Inclusion criteria included original population-based studies where prevalence was provided or sufficient raw data available to calculate MIH prevalence. Studies needed to specify the diagnostic criteria of MIH and only publications in English or Chinese were accepted. Given the aim of the study was to identify global population prevalence, the exclusion of publications in other languages may have been a limiting factor in their search strategy. Studies were excluded if they had published duplicate data previously or if the study was based on a specific population (for example, children born preterm). If there were multiple articles based on the same population, only the study with the most detailed data was included.

Two reviewers were trained and then independently screened studies and extracted the data. They crosschecked their information and any disagreements were resolved by an independent member of the research group who made the final decision.

The random effects model was used to summarise the prevalence of MIH with heterogeneity across studies assessed with I2 statistic. Meta-regression was conducted to explore potential sources of heterogeneity. The P-value was set at <0.05 and all statistical analysis was performed using Stata.

The authors communicated their selection process through a flow diagram showing 1401 citations initially selected from the database searches. Some1216 were excluded and after full-text analysis, a further 115 were excluded due to lack of prevalence figures for MIH, being case-control studies or containing a duplicate population. Their rationale for exclusions was well reasoned, ensuring pooled data was representative of global prevalence. In total, 70 articles remained for analysis that included a total of 89,520 people and 10,823 cases of MIH. The sample sizes of the chosen articles varied from 154 to 4989 participants.
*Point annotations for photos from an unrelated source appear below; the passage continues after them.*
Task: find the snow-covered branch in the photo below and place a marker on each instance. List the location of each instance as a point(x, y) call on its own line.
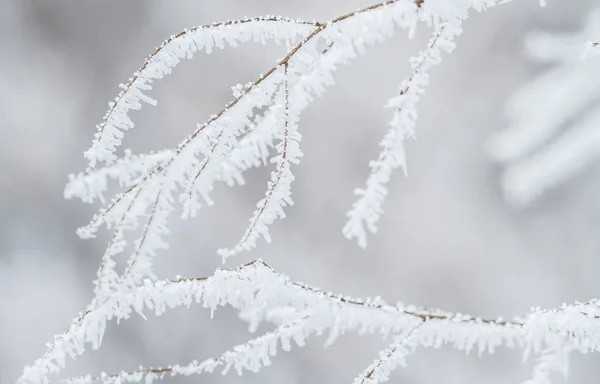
point(242, 135)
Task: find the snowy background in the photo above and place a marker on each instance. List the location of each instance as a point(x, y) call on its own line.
point(447, 240)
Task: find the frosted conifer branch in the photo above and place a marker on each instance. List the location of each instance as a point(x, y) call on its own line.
point(367, 210)
point(250, 356)
point(390, 359)
point(235, 139)
point(253, 149)
point(279, 192)
point(243, 286)
point(544, 145)
point(161, 62)
point(90, 185)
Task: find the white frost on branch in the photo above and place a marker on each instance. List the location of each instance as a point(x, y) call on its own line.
point(91, 184)
point(235, 139)
point(367, 210)
point(261, 294)
point(553, 132)
point(181, 46)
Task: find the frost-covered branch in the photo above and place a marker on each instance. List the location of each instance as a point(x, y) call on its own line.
point(367, 210)
point(553, 132)
point(240, 136)
point(261, 294)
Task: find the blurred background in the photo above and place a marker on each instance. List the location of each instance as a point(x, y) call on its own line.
point(448, 238)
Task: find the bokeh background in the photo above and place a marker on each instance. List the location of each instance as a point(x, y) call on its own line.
point(447, 240)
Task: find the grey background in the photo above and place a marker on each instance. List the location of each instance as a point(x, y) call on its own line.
point(447, 239)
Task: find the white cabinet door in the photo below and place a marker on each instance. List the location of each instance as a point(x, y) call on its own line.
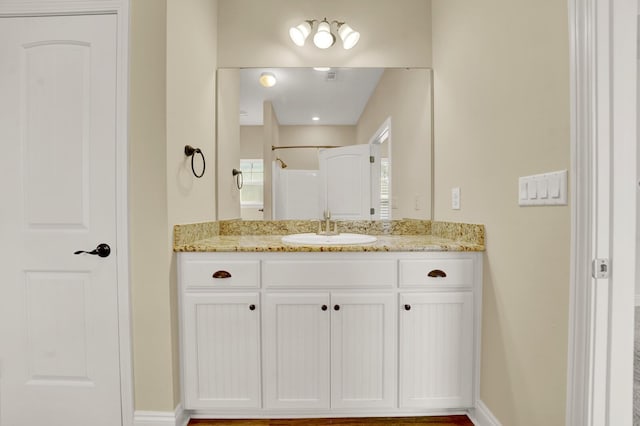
point(296, 350)
point(221, 350)
point(436, 350)
point(363, 350)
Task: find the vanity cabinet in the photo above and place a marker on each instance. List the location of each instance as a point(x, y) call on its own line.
point(221, 350)
point(331, 334)
point(436, 349)
point(330, 350)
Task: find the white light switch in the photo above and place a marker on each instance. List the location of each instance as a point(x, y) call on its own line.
point(455, 198)
point(523, 189)
point(543, 190)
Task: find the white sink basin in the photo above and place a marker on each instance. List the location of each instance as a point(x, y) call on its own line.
point(328, 240)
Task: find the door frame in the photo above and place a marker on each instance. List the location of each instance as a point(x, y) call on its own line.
point(603, 224)
point(120, 8)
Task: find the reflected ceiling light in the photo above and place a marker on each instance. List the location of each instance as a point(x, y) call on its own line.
point(324, 36)
point(267, 79)
point(348, 36)
point(299, 33)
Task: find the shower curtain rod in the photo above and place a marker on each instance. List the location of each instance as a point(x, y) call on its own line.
point(273, 148)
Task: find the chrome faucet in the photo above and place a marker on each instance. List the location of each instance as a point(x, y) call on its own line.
point(327, 226)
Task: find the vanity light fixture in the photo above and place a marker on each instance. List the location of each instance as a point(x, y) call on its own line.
point(267, 79)
point(324, 36)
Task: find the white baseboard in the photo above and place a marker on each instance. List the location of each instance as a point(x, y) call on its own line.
point(161, 418)
point(482, 416)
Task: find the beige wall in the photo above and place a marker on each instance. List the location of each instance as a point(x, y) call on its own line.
point(251, 141)
point(228, 122)
point(405, 97)
point(307, 158)
point(150, 258)
point(255, 33)
point(172, 104)
point(501, 84)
The pooled global prevalence of MIH was 14.2% (95% CI: 12.6-15.8) however, there was significant heterogeneity between the studies. Meta-regression determined the sample size to have a statistically significant effect (P = 0.001) on the heterogeneity. South America was found to have the highest prevalence of MIH (18%, 95% CI: 13.8-22.2), followed by Oceania (16.3%, 95% CI: 12.6-20.0), Europe (14.3%, 95% CI: 12.2-16.3), Asia (13.0%, 95% CI: 10.5-15.5) and Africa (10.9%, 95% CI: 4.2-17.6). The authors stratified data based on continents allowing prevalence rates to be representative of the global burden of MIH for each region. Mean MIH prevalence, as a proxy of burden in each region, is unlikely to be representative of the entire continent however; this is the best the authors could achieve given the limited, good quality studies available.

The prevalence of MIH amongst children ten years of age or younger were higher (15.1%, 95% CI: 12.1-18.2) than children older than this age (12.1%, 95% CI: 8.0-16.3). This is likely due to several reasons such as MIH being clinically detected when the first permanent molars and incisors first erupt or affected teeth being extracted or restored prior to assessment. Furthermore, access to dental care in certain countries should be taken into consideration when interpreting the findings. There was no sex significance, which was to be expected, given the systemic aetiology of this condition.
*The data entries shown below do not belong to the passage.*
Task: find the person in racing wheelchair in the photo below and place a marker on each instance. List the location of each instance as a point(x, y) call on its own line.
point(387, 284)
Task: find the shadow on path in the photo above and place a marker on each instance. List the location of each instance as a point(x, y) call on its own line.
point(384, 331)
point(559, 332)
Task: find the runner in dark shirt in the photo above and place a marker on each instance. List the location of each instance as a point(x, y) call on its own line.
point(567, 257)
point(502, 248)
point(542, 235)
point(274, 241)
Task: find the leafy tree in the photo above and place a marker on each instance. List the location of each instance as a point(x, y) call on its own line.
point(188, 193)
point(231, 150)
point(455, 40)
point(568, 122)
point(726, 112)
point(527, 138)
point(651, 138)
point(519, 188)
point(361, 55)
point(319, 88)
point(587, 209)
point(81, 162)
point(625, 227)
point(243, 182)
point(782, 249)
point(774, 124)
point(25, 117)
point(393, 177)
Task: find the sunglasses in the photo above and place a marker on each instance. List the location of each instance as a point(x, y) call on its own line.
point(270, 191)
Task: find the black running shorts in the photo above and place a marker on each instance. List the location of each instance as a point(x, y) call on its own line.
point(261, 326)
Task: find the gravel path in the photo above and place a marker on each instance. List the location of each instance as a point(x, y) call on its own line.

Each study was evaluated using Egger's test and Begg's funnel plot to identify any publication bias. Then the trim and fill method was applied to assess bias by filling the funnel plot with the random effects model. The authors estimated nine studies to be missing from the selection, which (in addition to publication bias) may have implications in determining the overall prevalence of MIH. Identifying the potential aetiological factors of each study may further help us understand the complex nature of MIH. This study has informed the burden of MIH across each region; data which can be utilised by policymakers to assist in healthcare strategy.

Practice point

  • Children aged ten years or younger had a higher prevalence of MIH than those older. Additionally, there were no sex differences with prevalence.

  • The importance of active surveillance and appropriate management is emphasised through recognition of MIH as a global disease affecting young people in multiple countries, especially with a global prevalence of 14.2%.